Sunday, February 9, 2014

The Missing? Patrick Fowler- 52 Ancestors #6



One of my resolutions last year was to pick a family in my tree, go through everything I knew about them, source everything if it wasn’t already, and make a research plan of what I needed to do next. I also planned to do one family at a time to keep myself focused. I have tried to keep it up but I am so scattered with my thinking it didn’t last. With the 52 ancestors challenge being somewhat like what I had been trying to accomplish it was perfect for me. One of the people I had started researching was Patrick Fowler. My grandmother had previously worked on him but he was a man who grabbed my attention because of some photos. I don’t have many photographs of ancestors on three of my grandparents’ branches that I have seen. My grandmother has quite a few from her family though so I am lucky in that case. I love looking at old photos! Trying to imagine what their lives were like at the time it was taken and why. One of those pictures I keep going back to as I learn more and more about the man’s life is the one of Patrick Fowler.
Patrick Fowler, in possession of Florence Bronner Mackin.  Used with permission.

It’s hard to see due to the stache but I think he is almost smirking. Most photos I have are taken with serious faces and make me think they are being forced to pose for it. But Patrick looked to be enjoying himself. Almost. It was a picture that always grabbed my attention. Maybe because he looks so satisfied and content.

Patrick was born about May of 1835 in the area of Luggacurren in Queens county, Ireland to Edward Fowler and Elizabeth/Eliza McEvoy. He came to the U.S. about 1859 and married another Irish immigrant, Catherine Casey, from Clonmel. They had 3 children that I know of: Mary, my ancestor; Thomas, never married; and Edward who died from a bug bite when he was a child. He had a pretty normal life for a man of that time and was fairly easy to document. And then I found an advertisement that made me wonder about what Patrick knew.

While searching the Irish Immigrants Advertisement database at NEHGS for some other ancestors I got scattered again and started entering every Irish surname I had in my tree. Fowler being more of English origin than Irish and a possibility of Patrick’s father being born in England I wasn’t expecting to see an entry for a Patrick Fowler. It was posted by a James Fowler of Dracut, Massachusetts looking for his brother Patrick. A native of Ballyadams parish in Queens County. The same general area my Patrick came from. He came to the U.S. 14 years ago, since it was posted in 1873 it makes emigration 1859. Patrick was supposed to have gone to Ohio? Everything else seemed to match except for the fact my Patrick rarely, if ever, left Long Island, NY after he came to the States. Ohio? Something must have kept him from going beyond New York. Maybe he got the bug so many others do when seeing the city. He fell in love. Either the city or Catherine made him stay and I’m glad he did. I immediately called my grandmother who knew a lot about the family. She said she never heard of family living anywhere in the U.S. and was just as shocked as I was. But I still had no proof that this was even our Patrick. I soon found it.

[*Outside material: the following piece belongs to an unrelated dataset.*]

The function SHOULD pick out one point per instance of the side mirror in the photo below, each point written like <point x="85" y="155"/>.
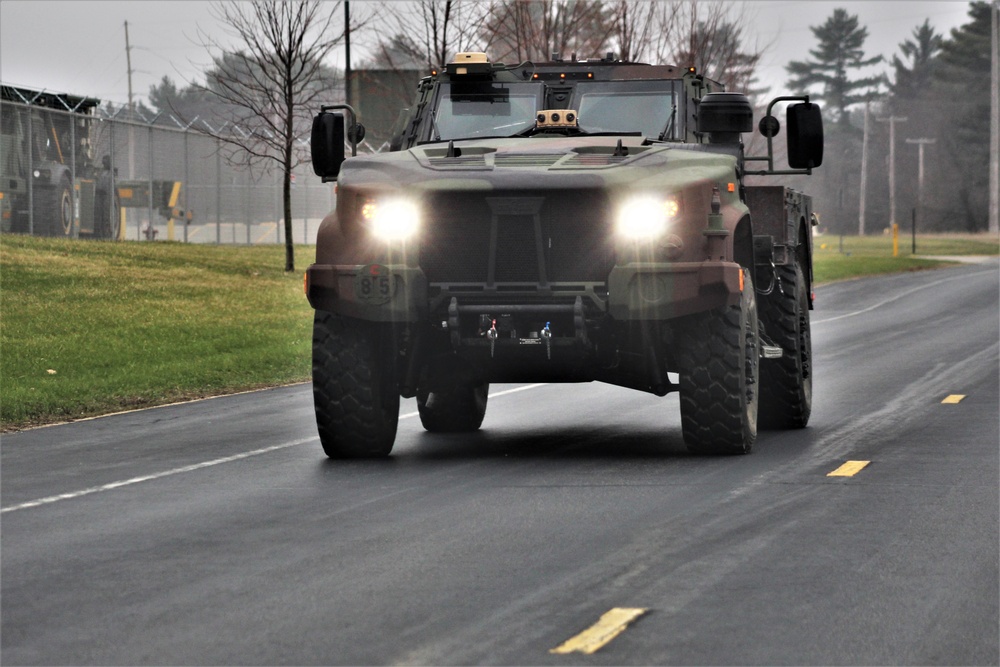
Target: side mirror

A search of Massachusetts vital records led me to the death of the James Fowler, son of Edward Fowler and Eliza McEvoy, in Boston in 1895. This was definitely my Patrick’s brother. I quickly located his marriage and records relating to his children, his naturalization record, and the 1880 census (the only census he was ever in). Viewing the census I received my next shock. Living with James was his mother, Eliza! What? She apparently came to the U.S. and lived with her son James until her death in 1883. 

Did Patrick know his mother and brother were living in the Boston area? I wonder if he ever saw the advertisement in the newspaper looking for him. Did anyone read it and ask themselves if it was the Patrick Fowler they knew? It breaks my heart to know that Patrick may never have seen his family again.